Then in soaking up the exquisitely candy colored cinematography, intentionally erratic editing, and arthouse indie mood, I considered maybe Mockler’s cinematic concepts were so high as to be over my head. Perhaps I should fear being the minority mouth yawning disinterestedly while the majority applauds a presumably bold, yet indeterminate statement on contemporary culture.
Nah. I’m willing to say, “I don’t get it.” Because I’m not convinced “Like Me” has much worth getting in the first place.
Teenage loner Kiya is so desperate for any kind of connection that she’ll take it digitally. She is so starved for attention that she’ll grab it the quickest way anyone can. And what’s a lazier way to make your name known in the 21st century than conducting a crime spree and posting it online?
As fast as Kiya attracts anonymous affection for her gun-toting antics, YouTuber Burt Walden makes himself internet famous by posting a scathing reaction video. Burt, played by Ian Nelson over-reading his lines with all the sneering sincerity of an Adam West “Batman” villain, accuses Kiya of being a fake, insignificant, fame-obsessed nobody. Burt could not possibly be more on the money.
Much like the overall movie, Kiya can’t find the meaning in her life because there isn’t any to be found. Claiming to be just 17, the audience learns nothing about Kiya’s origins. Maybe she was orphaned. Maybe she was abused. Maybe she was bullied. Maybe there aren’t any convenient hints to explain how/why she became the sociopath she is.
But “Like Me” is predominantly a character study. And in the absence of any construct for sympathy, understanding, or motivation, the character it is studying is only a plain shell pushing plotlines without developing any discernibly complex personality at all.
Burt’s berating drives Kiya to step up the sadism. Her next step involves seducing a lonely motel manager before tying him up and taking him captive.
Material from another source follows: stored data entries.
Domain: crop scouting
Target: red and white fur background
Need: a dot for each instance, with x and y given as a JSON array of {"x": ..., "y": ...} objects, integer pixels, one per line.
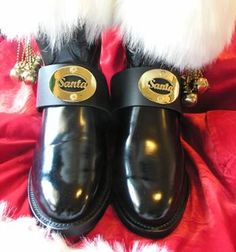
[{"x": 208, "y": 137}]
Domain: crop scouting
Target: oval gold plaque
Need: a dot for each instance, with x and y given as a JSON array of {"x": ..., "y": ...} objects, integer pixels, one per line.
[
  {"x": 73, "y": 84},
  {"x": 159, "y": 85}
]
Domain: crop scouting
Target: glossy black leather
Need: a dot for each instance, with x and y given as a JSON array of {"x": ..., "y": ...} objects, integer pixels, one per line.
[
  {"x": 69, "y": 162},
  {"x": 69, "y": 183},
  {"x": 150, "y": 186}
]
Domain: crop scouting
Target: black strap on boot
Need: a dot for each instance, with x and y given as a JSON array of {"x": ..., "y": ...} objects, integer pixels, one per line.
[
  {"x": 146, "y": 86},
  {"x": 73, "y": 85}
]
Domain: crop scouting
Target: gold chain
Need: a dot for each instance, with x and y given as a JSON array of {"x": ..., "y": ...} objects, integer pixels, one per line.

Whatever Kiya does next depends on what she is dared, and how far she is willing to go to impress an intangible audience that is mostly an ideal in her mind.
“Like Me’s” rant on social media has mostly a “look, see!” mentality. Material integrated into the story consists of observation of abhorrent actions and reactions with next to no actual analysis or conclusion about the content in question. It’s like a comedian starting a bit with, “did you ever notice?” and then never following through with a punchline.
Presentation is equally incomplete in purpose. The film occasionally freeze-frames before rocking a two-second sequence rapidly back and forth or splicing in shots of smiling mouths drooling pastel-colored fluids. Then there are random jump cuts to non-sequitur clips of Popeye cartoons interspersed with hallucinogenic imagery like an animated eel writhing from a bullet wound in Larry Fessenden’s arm while Kiya drives frantically through a lava lamp storm.
Maybe the point is to be as pointlessly scatterbrained as many media-infatuated mindsets are. Or maybe the only thematic value is whatever an individual infers in his/her head.
Either way, Robert Mockler misses the mark. Social media has reached a saturation point, but public tolerance of its consumption has not. Mockler’s schizophrenic visual style is primarily appealing to a millennial audience who is not near ready to have the camera turned back on culture that is still current. That leaves “Like Me” in a limbo where even if it does have something to say, its cautionary message is shouted into an artistic void created by premature indecision.